Der Protestschrieb, verfasst von Münsterchor-Präsidentin Ulrike Fecker und ihrem stellvertretenden Vorsitzenden Alexander Simon, hat es in sich. Bürgermeister Osner, der anstelle des erkrankten Oberbürgermeisters mit nach Frankreich gefahren war, habe „sich durchweg schlecht und daneben benommen“. Schon bei der Parade habe Osner „als einziger offizieller Repräsentant von Konstanz“ nicht gebührend stramm gestanden. Schlimmer noch: „Beim Abspielen der Hymnen“ hätte man den Eindruck gewonnen, „als ob er beim Schwänefüttern zusähe“. Fecker und Simon waren darob völlig außer sich: „Es mag ja sein, dass bei uns die Staatssymbolik bei Null angekommen ist, aber dieses Auftreten in dieser Erscheinungsform ist nicht akzeptabel“.
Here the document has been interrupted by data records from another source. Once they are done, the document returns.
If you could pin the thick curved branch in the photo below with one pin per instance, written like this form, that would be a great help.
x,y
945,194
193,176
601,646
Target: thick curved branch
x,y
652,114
(Mensch, Osner, bei feierlichen Anlässen dieser Art legt man die Hände an die Hosennaht, drückt das Kreuz durch und schlägt devot die Hacken zusammen. Sie aber, mit Ihrem provokanten Trotzkistenbärtchen, standen neben ehrfürchtig blickenden Honoratioren, herausgeputzten Fahnenwedlern, rotbackigen Trachtenträgerinnen und Laubhornbläsern frech grinsend und mit verschränkten Armen da, wie auf einem Belegfoto eindeutig zu erkennen ist. So geht das nicht. Sie haben, egal wo Sie auch sind, See-alemannisches Wir-Gefühl zu zeigen, Sie norddeutscher Ignorant. Und wenn Sie das nächste Mal als Repräsentant unserer Stadt dienstverpflichtet werden, obwohl Ihnen der Anlass ganz weit unterhalb des fünften Lendenwirbels vorbei geht, dann saufen oder kiffen Sie sich den Einsatz schon bei der Anfahrt doch einfach schön. Empfehlung d. Red.)
„Wir waren alle entsetzt und haben uns für unsere Stadt geschämt“, schreiben Fecker und Simon erbost weiter. Und der Eklat auf französischer Scholle wollte anscheinend partout kein Ende finden, denn Osner, so die völlig aufgebrachten Beschwerdeführer, „glänzte beim Jubiläumsgottesdienst in St. Louis, bei dem alle anderen Stadtoberhäupter in der ersten Reihe saßen, durch Abwesenheit“. Und das, obwohl „die Aussöhnung zwischen Deutschland und Frankreich im Wesentlichen auf der christlichen Überzeugung der Herren Adenauer und De Gaulle beruhte (…)“.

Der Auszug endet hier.